Archive for October, 2008

After Man

After almost a decade trying to get it, yesterday I received a copy of After Man by Dougal Dixon. I got it from an Amazon.com seller, second hand.

I recall browsing through the pages of that book, back in the 1980s, and being mesmerized at the drawings and the stories within. Last night I browsed through the book again and I wasn’t disappointed. Quite the opposite; I am utterly impressed.

Don’t trust what you read

Here at CSIC Galicia we have a very good media person, and my colleague Cristina Sanchez-Carretero and I, who have recently joined the Heritage Lab in Santiago de Compostela as staff researchers, are getting lots of press coverage lately. Well, not lots, but definitely a lot more than what I am used to. In the last few weeks I have been interviewed a few times and I have appeared in a number of local and regional newspapers.

Usually, I like media. Or, rather, I like the work they do. I appreciate their role in society and I understand that they are necessary elements that help us researchers spread the word of what we do to non-technical people. We need them; without them, we would be forever isolated in our lonely ivory towers.
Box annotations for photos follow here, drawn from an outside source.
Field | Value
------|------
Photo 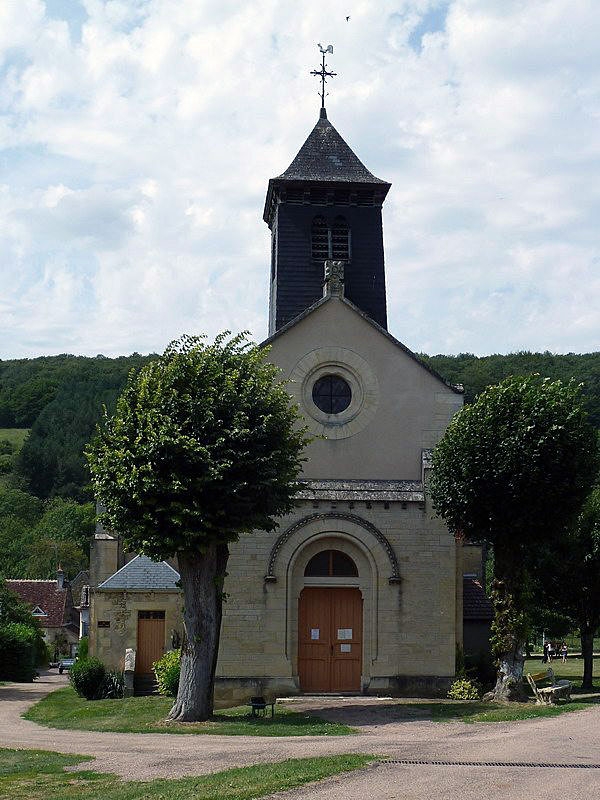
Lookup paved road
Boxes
[0,674,600,800]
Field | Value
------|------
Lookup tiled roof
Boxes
[98,555,179,591]
[6,580,74,628]
[463,578,494,620]
[275,118,388,185]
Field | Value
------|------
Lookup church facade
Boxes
[90,109,463,704]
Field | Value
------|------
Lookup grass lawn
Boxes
[23,686,355,736]
[0,428,29,453]
[524,658,600,694]
[0,750,375,800]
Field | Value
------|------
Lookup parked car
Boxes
[58,658,75,675]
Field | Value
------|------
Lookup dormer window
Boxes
[311,215,350,261]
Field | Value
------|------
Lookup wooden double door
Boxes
[298,587,363,692]
[135,611,165,675]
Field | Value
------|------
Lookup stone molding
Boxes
[264,511,401,584]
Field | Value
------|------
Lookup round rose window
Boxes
[312,375,352,414]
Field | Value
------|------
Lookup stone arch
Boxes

However, sometimes they fail miserably. Last monday, the local paper De Luns a Venres included an interview with me based on a phone conversation that a journalist from that paper and I had held a few days back. I wasn’t sure when my interview would be published, and when that Monday I opened the paper on the bus on my way to work and saw my own face staring at me with that haunted look, I could not help but anticipate that something was wrong. I read through and yes, there it was. The answers to some of the questions that I get asked in the interview are totally or partially made up. Yes, that’s what I mean: I didn’t answer what you can read on the paper.

In some cases, they “extended” what I really answered on the phone with some adornments. Maybe they felt my answer was too terse or bland for their audience. In some other cases, the answer I gave is just not there, and an alternative, totally unrelated answer takes its place.

I couldn’t believe the lack of professionalism exhibited by this paper. This is a brief interview and I am not talking about anything important; it’s just a few personal things and a very, very abstract description of what I do at work. Still, making up interview answers is appalling.

So, don’t trust what you read. Not everything, anyway.

Juanolas and OO modelling

What do throat lozenges and OO modelling have in common?

In particular, what do Juanolas and whole/part relationships in class diagrams have in common? I guess you’ll understand if you follow the links, or if you are familiar with both Juanolas and OO modelling.

Let me give you some background.

I am participating in a project where a formal language for the description of heritage buildings is being developed. The project team is made of two archaeologists, an architect, and me as the software guy. They are the domain specialists; I am the techie. From the very beginning, I started using class diagrams to capture the information that my three colleagues would consider relevant, and they seemed to like them. They got themselves a copy of Visio and started producing their own class diagrams. I gave them a quick description of what specialisation, whole/part relationships and associations mean, and showed them how to use different symbols to depict them. No, I didn’t use UML symbols. UML is broken and invariable drives you to irresoluble quandaries, so I wouldn’t be so mean to expose my poor software-virgin humanities friends to mind-twisting UML. I used OPEN/Metis notation, as I have been doing for almost a decade now.

The outcomes of all this is that, after a few weeks, my team mates are actually class modelling now. Amazing. The only unorthodox bit is that they call whole/part diamonds “Juanolas” for evident reasons.